CS203A Course Project : A Tomasulo Algorithm Simulation Sketch
Hand out date: Nov 4, 2004
Due date: Dec 14-15, 2004
In this project, you will need to implement the Tomasulo algorithm for an out-of-order
execution pipeline architecture. It is preferred
that you write this project in C or C++. You should find one or two partner(s) to form a group
of two or three. Please document your source code as you develop it. On the due day, you will
demonstrate your project to me on a linux machine such as eon.cs.ucr.edu.
You will implement the following 4 stages: IF, Issue, Execute, and
Writeback. The tasks performed in each stage were explained in class. You can refer to the
detailed actions taken for bookkeeping from the textbook (Figure 3.5 on page 193). Those
will help you greatly in coding the dynamic scheduler.

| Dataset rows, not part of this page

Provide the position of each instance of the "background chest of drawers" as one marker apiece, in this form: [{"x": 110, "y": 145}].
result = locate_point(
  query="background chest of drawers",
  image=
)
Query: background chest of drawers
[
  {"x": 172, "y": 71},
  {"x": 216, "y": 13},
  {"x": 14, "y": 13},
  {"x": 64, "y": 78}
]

You will implement only the FP pipeline. We will consider the following FUs:
- FP adder which can perform both FP add and FP sub; pipelined
- FP multiplier which performs FP multiplication; pipelined
- FP divider which performs FP division; not pipelined
- load unit; pipelined
- store unit; pipelined
- 32 general-purpose integer registers and 32 general-purpose
floating-point registers; infinite number of ports for each register file.

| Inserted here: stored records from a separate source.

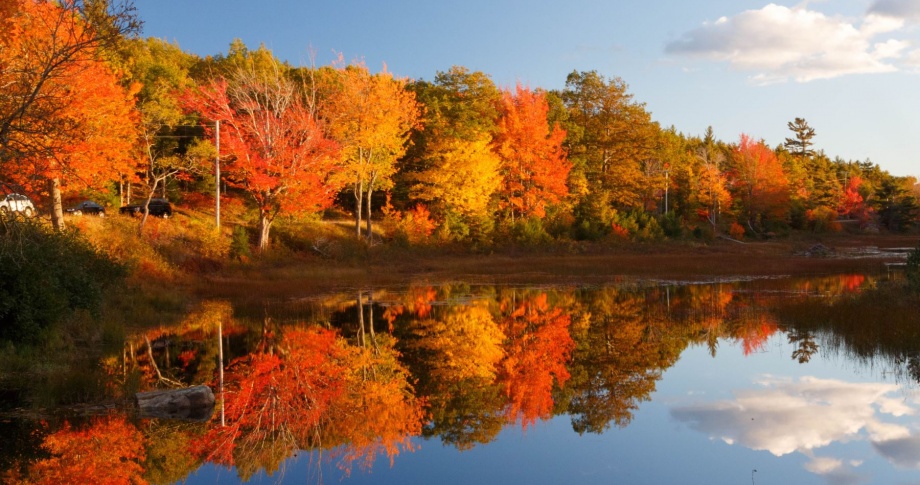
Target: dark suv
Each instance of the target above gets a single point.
(17, 203)
(156, 207)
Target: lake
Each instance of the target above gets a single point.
(739, 380)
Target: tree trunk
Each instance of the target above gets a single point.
(359, 193)
(265, 225)
(192, 403)
(370, 192)
(57, 212)
(370, 233)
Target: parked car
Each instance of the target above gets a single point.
(157, 207)
(17, 203)
(87, 207)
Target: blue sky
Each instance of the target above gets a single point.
(851, 68)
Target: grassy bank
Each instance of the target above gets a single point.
(185, 256)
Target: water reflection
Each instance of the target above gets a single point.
(351, 378)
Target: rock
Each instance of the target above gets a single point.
(819, 251)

The hardware configuration should be fully parameterizable, i.e., the number of reservation
stations for each FU, and the number of execution cycles for each FU should all be the inputs
to your simulator.
You will need to simulate a "memory" which could be as simple as a data array. I'll leave
the implementation details to you as long as you have your own way of initializing the
memory and printing it out finally. During the demo, I will let you initialize your own memory
at the addresses and values I defined. Your simulator should be able to read and write to your own
memory correctly.
- Instructions
Data Transfer Instructions
| ld Fa, offset(Ra) | load a single precision floating point value to Fa |
| sd Fa, offset(Ra) | store a single precision floating point value to memory |
Control Transfer Instructions
| beq Rs, Rt, offset | if Rs==Rt then branch to PC+offset |
| bne Rs, Rt, offset | if Rs<>Rt then branch to PC+offset |
ALU Instructions
| add Rd, Rs, Rt | Rd = Rs+Rt |
| add.d Fd, Fs, Ft | Fd = Fs+Ft |
| addi Rt, Rs, immediate | Rt=Rs+immediate |
| sub Rd, Rs, Rt | Rd = Rs-Rt |
| sub.d Fd, Fs, Ft | Fd = Fs-Ft |
| mult.d Fd, Fs, Ft | Fd = Fs*Ft, assuming that Fd is enough to hold the result |
| div.d Fd, Fs, Ft | Fd = Fs/Ft |
Assume that each integer instruction takes only one cycle to finish (just as what we
discussed in class) and integer instructions do not contend resources with FP instructions.

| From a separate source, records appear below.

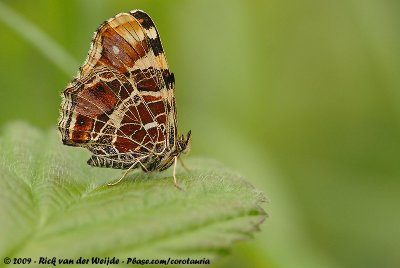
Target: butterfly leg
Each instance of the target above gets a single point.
(125, 173)
(174, 173)
(183, 164)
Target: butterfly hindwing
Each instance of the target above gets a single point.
(121, 105)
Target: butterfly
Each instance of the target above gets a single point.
(121, 105)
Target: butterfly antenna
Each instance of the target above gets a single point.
(174, 174)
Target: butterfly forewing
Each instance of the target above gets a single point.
(121, 106)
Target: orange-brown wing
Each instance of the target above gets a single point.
(122, 101)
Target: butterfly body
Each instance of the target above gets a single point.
(121, 106)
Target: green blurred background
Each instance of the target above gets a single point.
(301, 97)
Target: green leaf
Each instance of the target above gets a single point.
(54, 204)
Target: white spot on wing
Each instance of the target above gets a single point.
(115, 49)
(152, 33)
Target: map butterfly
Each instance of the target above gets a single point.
(121, 104)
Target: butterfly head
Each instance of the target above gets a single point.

The input to your simulator is a text file containing assembly instructions specified in
the above format. Read the input file and proceed your simulation with reading the file
line by line as if you are fetching binary instructions from an instruction memory.
The ID stage is also simplified to parsing the assembly instruction as opposed to decoding the binary.
Other inputs are: FU execution cycles as well as their allocated reservation station numbers.
I will leave it to you on how to define the input format.
The output from your program should contain messages about
the final instruction status table including the cycle information
in each stage. It is possible that during the demo, I ask you to print out
the status of the reservation status table and register result status table
at any cycle.
The program execution results should be reflected in the integer register
file, floating point register file, and the memory. You should provide clear
output information of those.
- Tips:
- Write your own test code. Come up with the solutions by going through
the algorithm cycle by cycle. Before you start coding, you should first
understand fully how the algorithm works. Developing your own test cases helps a lot.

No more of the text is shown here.